= Benjamin Bartlett =

Benjamin Bartlett (1714–1787), was an English numismatical and topographical writer.

==Life==
Bartlett was of an old-established quaker family at Bradford, Yorkshire, where his father was an apothecary, having for his apprentice the afterwards celebrated Dr John Fothergill. At an early age Bartlett showed a great aptitude for antiquarian pursuits. He left Bradford for London, where he set up an apothecary's business in Red Lion Street. This, however, he was eventually obliged to relinquish on account of failing health, resigning it to his partner, Mr. French. In his spare time he formed an extensive collection of English coins and seals from the Saxon time downwards, which was sold by auction after his death. His knowledge in the various departments of numismatology was most extensive, and we are told that it would have been difficult to find his equal on this subject. In 1764 he was elected a fellow of the Society of Antiquaries, and at the time of his death was their treasurer.

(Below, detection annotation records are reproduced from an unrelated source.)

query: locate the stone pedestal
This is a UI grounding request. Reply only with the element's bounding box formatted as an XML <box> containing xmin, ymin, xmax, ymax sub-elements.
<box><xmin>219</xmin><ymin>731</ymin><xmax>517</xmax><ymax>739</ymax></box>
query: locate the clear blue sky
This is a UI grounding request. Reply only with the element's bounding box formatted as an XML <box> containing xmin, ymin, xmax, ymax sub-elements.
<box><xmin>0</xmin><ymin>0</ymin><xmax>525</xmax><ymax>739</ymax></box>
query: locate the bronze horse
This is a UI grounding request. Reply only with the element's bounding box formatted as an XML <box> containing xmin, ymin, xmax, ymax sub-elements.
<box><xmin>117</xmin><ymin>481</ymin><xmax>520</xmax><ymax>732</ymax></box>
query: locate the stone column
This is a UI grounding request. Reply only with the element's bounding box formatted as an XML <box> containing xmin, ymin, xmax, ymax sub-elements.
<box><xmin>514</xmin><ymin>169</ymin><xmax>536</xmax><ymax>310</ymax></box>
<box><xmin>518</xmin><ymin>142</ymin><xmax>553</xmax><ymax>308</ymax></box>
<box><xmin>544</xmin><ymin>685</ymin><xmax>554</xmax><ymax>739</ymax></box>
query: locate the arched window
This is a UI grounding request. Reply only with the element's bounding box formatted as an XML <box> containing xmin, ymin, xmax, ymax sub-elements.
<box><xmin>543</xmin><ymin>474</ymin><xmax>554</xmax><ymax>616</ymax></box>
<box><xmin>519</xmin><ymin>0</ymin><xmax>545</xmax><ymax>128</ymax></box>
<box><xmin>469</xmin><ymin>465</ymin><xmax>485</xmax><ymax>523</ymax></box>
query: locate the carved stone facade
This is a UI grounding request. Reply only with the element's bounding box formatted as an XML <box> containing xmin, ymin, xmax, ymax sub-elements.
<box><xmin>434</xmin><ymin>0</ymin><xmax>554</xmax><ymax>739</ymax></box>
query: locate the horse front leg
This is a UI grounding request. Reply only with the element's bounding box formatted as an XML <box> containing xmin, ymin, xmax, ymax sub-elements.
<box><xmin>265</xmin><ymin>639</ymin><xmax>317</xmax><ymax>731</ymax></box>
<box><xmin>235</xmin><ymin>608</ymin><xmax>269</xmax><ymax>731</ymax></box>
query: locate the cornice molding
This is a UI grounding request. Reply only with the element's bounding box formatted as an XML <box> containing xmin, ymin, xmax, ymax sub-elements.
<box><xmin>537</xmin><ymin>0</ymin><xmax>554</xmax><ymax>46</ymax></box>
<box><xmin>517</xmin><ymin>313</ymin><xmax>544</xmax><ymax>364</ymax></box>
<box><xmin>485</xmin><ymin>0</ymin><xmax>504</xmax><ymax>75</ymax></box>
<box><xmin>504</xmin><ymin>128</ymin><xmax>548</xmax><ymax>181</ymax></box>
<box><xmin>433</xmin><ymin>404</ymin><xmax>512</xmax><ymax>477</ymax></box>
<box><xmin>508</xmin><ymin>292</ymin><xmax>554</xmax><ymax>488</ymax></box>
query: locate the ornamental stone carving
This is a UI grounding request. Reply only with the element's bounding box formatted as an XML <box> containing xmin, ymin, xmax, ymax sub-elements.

His only literary venture was a memoir on the Episcopal Coins of Durham, and the Monastic Coins of Reading, minted during the reigns of Edward I, II, and III, appropriated to their respective owners, this having been the substance of a paper read before the Society of Antiquaries on 5 March 1778. He had, however, prepared for publication Manduessedum Romanorum, or The History and Antiquities of the Parish of Manceter afterwards printed in Nichols's Topographical Antiquities. He also received the public thanks of Dr. Nash for the valuable communications he contributed to the History of Worcestershire, and Gough, in his prospectus prefixed to the History of Thetford, published in 1789, acknowledges himself to have been indebted to "that able master, Mr. Benjamin Bartlett", for the arrangement of the coins.

He died of dropsy on 2 March 1787, at the age of 73, and was interred in the quakers' burying-ground at Hartshill, Warwickshire.